[This blog post was written by Kim Andersen, Audio Visual Materials Archivist in the Special Collections Section of the State Archives of North Carolina.]
Gertrude Weil (11 December 1879 – 30 May 1971)Humanitarian, feminist, and social activist Gertrude Weil was born in Goldsboro, NC, in 1879 into a prominent family of Jewish merchants. Gertrude Weil attended local public schools before enrolling at Horace Mann for secondary education. While at Mann she became friends with teacher Margaret Stanton Lawrence, daughter of Elizabeth Cady Stanton, one of the founders of the woman’s suffrage movement.

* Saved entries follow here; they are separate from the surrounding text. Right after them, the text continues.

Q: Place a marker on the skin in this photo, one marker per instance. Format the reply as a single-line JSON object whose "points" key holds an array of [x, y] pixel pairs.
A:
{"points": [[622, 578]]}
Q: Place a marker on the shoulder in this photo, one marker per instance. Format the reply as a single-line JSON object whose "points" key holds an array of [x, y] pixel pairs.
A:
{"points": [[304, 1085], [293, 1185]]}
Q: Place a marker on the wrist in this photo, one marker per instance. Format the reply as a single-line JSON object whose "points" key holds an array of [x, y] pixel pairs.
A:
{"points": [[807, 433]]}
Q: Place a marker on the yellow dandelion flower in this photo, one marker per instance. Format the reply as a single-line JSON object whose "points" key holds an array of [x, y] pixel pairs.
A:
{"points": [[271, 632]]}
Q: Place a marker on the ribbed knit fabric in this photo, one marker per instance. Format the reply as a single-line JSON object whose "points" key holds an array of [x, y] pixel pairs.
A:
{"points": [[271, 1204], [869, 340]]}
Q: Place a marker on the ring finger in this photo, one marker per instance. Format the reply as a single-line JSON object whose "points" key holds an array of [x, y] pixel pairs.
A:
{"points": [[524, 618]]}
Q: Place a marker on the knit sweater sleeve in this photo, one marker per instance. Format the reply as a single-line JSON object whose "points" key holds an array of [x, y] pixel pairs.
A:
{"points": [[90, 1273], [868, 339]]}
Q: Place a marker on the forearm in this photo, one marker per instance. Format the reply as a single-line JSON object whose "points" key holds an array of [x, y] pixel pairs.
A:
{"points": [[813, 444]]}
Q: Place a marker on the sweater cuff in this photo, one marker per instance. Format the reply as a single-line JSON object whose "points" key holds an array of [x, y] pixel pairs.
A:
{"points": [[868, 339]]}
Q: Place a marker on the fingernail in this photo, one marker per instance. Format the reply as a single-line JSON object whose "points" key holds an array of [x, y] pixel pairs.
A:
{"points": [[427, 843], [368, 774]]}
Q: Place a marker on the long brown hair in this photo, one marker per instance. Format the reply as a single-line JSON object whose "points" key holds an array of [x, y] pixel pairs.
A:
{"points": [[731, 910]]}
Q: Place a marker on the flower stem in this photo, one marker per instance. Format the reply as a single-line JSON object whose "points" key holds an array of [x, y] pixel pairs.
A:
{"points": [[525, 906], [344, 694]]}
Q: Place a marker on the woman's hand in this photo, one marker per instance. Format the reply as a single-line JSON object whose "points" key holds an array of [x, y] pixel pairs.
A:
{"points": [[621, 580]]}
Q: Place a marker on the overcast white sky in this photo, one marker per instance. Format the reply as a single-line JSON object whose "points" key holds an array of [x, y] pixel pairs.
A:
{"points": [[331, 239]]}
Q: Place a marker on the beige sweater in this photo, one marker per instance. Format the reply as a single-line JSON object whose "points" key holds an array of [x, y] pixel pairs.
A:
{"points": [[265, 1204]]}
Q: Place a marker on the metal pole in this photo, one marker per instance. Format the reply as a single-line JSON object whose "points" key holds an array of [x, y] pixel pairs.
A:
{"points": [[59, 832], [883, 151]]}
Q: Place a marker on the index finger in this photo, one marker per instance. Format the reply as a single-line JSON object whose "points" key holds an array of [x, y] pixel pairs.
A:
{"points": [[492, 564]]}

Already drawn to public service and philanthropy by the example of her mother, Mina Rosenthal Weil, Gertrude was inspired in part by her associations with Lawrence and Staunton to dedicate her considerable energies to the fight for gender equality and later racial equality. Gertrude went to Smith College in Northampton, MA and studied sociology. She graduated in 1901, becoming the first North Carolinian to graduate from Smith. Upon graduation, Weil returned to Goldsboro and proceeded to engage in a dizzying array of cultural, charitable, educational, and activist endeavors. A petite firecracker “straight-backed, straightforward, but never straitlaced” Gertrude Weil was a founder and president of the North Carolina Suffrage League in 1920, founder and officer of the North Carolina Federation of Women’s Clubs, pioneer president of the North Carolina League of Women Voters, and founder and officer of the Legislative Council of North Carolina Women. She helped create the Wayne County Health Department. She personally paid the salary of a public health nurse for Wayne County in order to prove the worth of having such a position.
Weil was a charter member of the North Carolina Association for Jewish Women and served three times as president of that organization. She also served Sisterhood and Hadassah for the eastern states and advocated tirelessly for interfaith communication and cooperation. She worked for labor reform legislation. In 1930, she participated in the Anti-Lynching Conference of Southern White Women, and then joined the Association of Southern Women for the Prevention of Lynching. In 1932, Weil was appointed to the North Carolina Commission on Interracial Cooperation.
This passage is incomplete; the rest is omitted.